WDCS would like to congratulate all the individuals involved in the rescue effort; when push came to shove they took it literally … something this particular whale will be very grateful for!
This tale of rescue is even more poignant given the fact that blue whales face many threats the world over. Although commercial whaling on this species has halted, they still run the gauntlet of ship-strikes, entanglement in fishing nets and habitat destruction and their numbers are still worryingly low. Visit the WDCS Species Guide for more information on blue whales.

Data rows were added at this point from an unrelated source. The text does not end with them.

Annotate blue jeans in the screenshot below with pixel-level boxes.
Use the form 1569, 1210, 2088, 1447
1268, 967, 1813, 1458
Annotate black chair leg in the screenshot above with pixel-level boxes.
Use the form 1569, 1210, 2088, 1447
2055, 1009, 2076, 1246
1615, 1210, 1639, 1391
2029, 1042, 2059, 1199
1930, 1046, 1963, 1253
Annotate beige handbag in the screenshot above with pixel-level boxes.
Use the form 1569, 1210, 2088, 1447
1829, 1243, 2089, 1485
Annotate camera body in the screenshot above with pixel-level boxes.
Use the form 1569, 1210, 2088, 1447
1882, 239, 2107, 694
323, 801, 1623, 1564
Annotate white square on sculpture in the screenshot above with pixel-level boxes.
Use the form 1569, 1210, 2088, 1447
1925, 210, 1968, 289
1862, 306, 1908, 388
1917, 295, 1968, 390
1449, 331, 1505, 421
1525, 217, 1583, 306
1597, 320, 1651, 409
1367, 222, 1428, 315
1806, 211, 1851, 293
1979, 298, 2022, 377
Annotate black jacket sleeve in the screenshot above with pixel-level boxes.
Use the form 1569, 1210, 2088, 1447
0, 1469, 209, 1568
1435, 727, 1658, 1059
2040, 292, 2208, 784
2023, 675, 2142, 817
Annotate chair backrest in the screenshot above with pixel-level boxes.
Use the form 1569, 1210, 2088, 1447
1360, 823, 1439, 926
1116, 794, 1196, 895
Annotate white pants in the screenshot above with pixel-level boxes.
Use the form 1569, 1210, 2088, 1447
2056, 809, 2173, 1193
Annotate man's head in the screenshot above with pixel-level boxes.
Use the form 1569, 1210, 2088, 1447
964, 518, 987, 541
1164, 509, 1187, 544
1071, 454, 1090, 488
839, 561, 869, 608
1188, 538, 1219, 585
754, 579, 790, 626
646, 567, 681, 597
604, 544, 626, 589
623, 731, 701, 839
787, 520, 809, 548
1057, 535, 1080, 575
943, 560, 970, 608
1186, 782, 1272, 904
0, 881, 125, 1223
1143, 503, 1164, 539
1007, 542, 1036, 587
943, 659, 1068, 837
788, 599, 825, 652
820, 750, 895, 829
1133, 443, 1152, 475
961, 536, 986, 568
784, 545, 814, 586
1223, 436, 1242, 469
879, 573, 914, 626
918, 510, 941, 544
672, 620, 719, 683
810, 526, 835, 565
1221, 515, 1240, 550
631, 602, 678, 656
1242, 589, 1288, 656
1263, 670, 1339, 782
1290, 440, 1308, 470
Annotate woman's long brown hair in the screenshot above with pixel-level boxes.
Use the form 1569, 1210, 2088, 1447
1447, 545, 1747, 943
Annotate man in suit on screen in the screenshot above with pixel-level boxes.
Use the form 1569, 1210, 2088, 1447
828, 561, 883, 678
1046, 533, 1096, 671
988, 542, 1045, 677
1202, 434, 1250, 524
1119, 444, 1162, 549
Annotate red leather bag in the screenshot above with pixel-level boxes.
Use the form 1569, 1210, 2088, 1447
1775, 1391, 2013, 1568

The below excerpt of the rescue is from the Hindu Online: –
In renewed rescue efforts by the community, the blue whale that was stranded in the Mannavaram swamp off Siruthalaikadu in Vedaranyam was set free into the deep sea, here on Sunday. This was after the day-long efforts to drift the whale away from the swamp and into the open waters stood foiled, as the whale retreated deeper into the swamp on Saturday night. The four-tonne, 25-feet long blue whale was initially found stranded at about dawn on Saturday in the Mannavaram swamp a few kilometres south west off Kodiakarai coast. The stranded whale was rescued manually from the swamp only to be let off into the open waters in the channel that branched off the lagoon. However, the mammal, bereft of any injuries, had later drifted deeper into the swamp in the night, rendering futile the day-long rescue operation staged by the forest department. However, just after dawn on Sunday, rescue operations were renewed —this time on the initiative of the community. In order to ensure that the whale did not retreat to the swamp, the mammal was hauled out slowly with ropes, drifted off the lagoon and led up to a depth of seven feet into the sea.
“The whale had moved about 800 meters further into the swamp and we had to ensure that the mammal was hauled out slowly with the use of ropes, in order to pull it farther into the sea,” said P.V.R. Vivek, a wild life photographer, who initiated the renewed efforts mobilising fishermen to the swamp.
The efforts paid off after the mammal swam back farther away from the brackish lagoon and into the deep sea. “We stood assured until we waited and watched the whale swim back into the sea for over a few hundred meters,” says Mr. Vivek.